Re: SGX vs LSM (Re: [PATCH v20 00/28] Intel SGX1 support)

From: Stephen Smalley
Date: Fri May 17 2019 - 13:45:21 EST

On 5/17/19 1:29 PM, Sean Christopherson wrote:
On Fri, May 17, 2019 at 12:37:40PM -0400, Stephen Smalley wrote:
On 5/17/19 12:20 PM, Stephen Smalley wrote:
On 5/17/19 11:09 AM, Sean Christopherson wrote:
I think we may want to change the SGX API to alloc an anon inode for each
enclave instead of hanging every enclave off of the /dev/sgx/enclave
Because /dev/sgx/enclave is NOT private, SELinux's file_map_prot_check()
will only require FILE__WRITE and FILE__EXECUTE to mprotect() enclave
to RWX. Backing each enclave with an anon inode will make SELinux treat
EPC memory like anonymous mappings, which is what we want (I think), e.g.
making *any* EPC page executable will require PROCESS__EXECMEM (SGX is
64-bit only at this point, so SELinux will always have default_noexec).

I don't think we want to require EXECMEM (or equivalently both FILE__WRITE
and FILE__EXECUTE to /dev/sgx/enclave) for making any EPC page executable,
only if the page is also writable or previously modified. The intent is
to prevent arbitrary code execution without EXECMEM (or
FILE__WRITE|FILE__EXECUTE), while still allowing enclaves to be created
without EXECMEM as long as the EPC page mapping is only ever mapped RX and
its initial contents came from an unmodified file mapping that was
PROT_EXEC (and hence already checked via FILE__EXECUTE).

The idea is that by providing an SGX ioctl() to propagate VMA permissions
from a source VMA, EXECMEM wouldn't be required to make an EPC page
executable.

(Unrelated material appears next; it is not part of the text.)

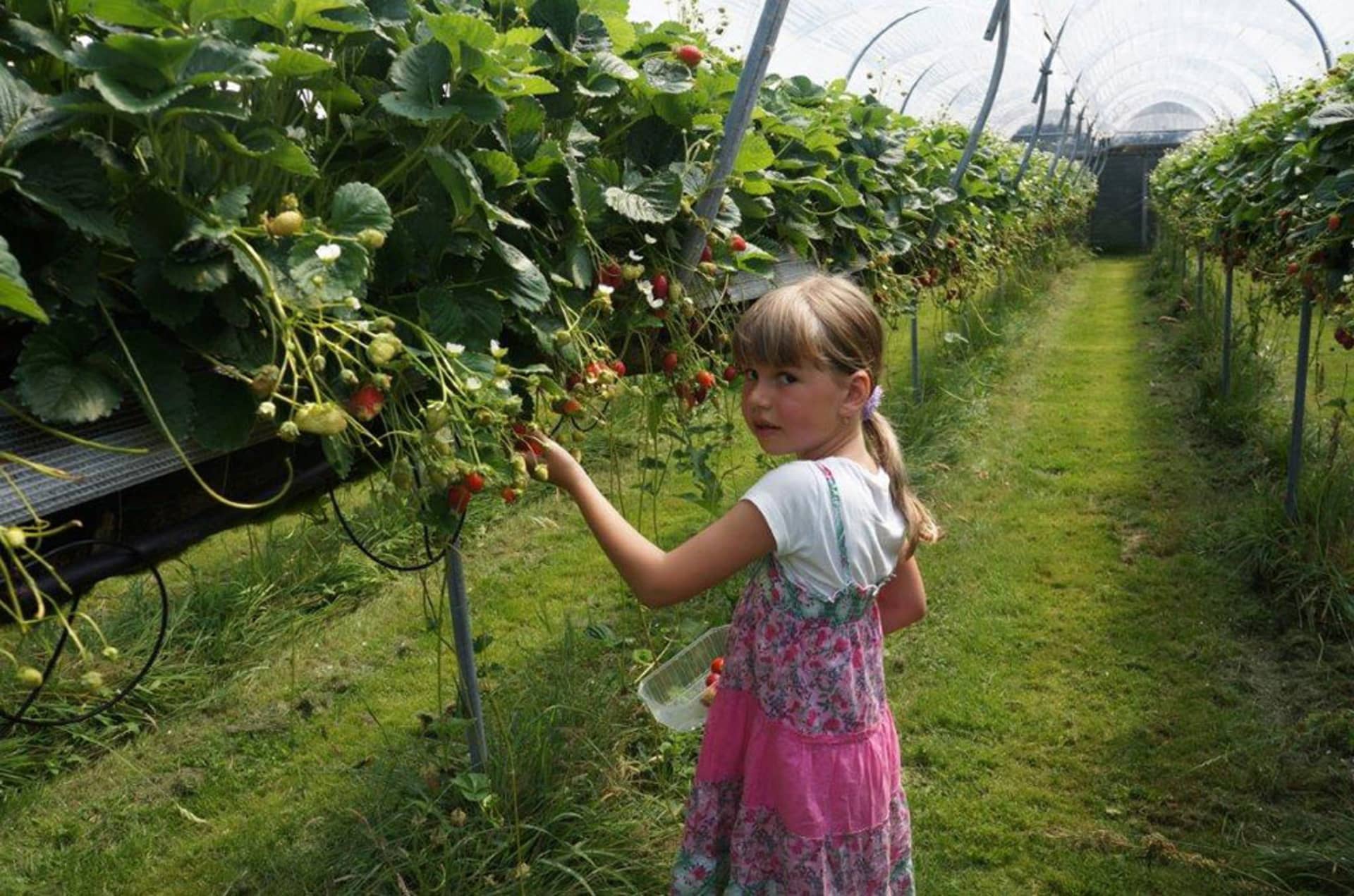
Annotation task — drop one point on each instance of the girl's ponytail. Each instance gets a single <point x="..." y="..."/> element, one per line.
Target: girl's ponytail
<point x="883" y="447"/>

E.g. userspace establishes an enclave in non-EPC memory from
an unmodified file (with FILE__EXECUTE perms), and the uses the SGX ioctl()
to copy the contents and permissions into EPC memory.

Also, just to be clear, there is nothing inherently better about checking
EXECMEM instead of checking both FILE__WRITE and FILE__EXECUTE to the
/dev/sgx/enclave inode, so I wouldn't switch to using anon inodes for that
reason. Using anon inodes also unfortunately disables SELinux inode-based
checking since we no longer have any useful inode information, so you'd lose
out on SELinux ioctl whitelisting on those enclave inodes if that matters.

The problem is that all enclaves are associated with a single inode, i.e.
/dev/sgx/enclave. /dev/sgx/enclave is a char device whose purpose is to
provide ioctls() and to allow mmap()'ing EPC memory. In no way is it
associated with the content that actually gets loaded into EPC memory.

The actual file that contains the enclave's contents (assuming the enclave
came from a file) is a separate regular file that the SGX subsystem never

AIUI, having FILE__WRITE and FILE__EXECUTE on /dev/sgx/enclave would allow
*any* enclave/process to map EPC as RWX. Moving to anon inodes and thus
PROCESS__EXECMEM achieves per-process granularity.

No, FILE__WRITE and FILE__EXECUTE are a check between a process and a file, so you can ensure that only whitelisted processes are allowed both to /dev/sgx/enclave.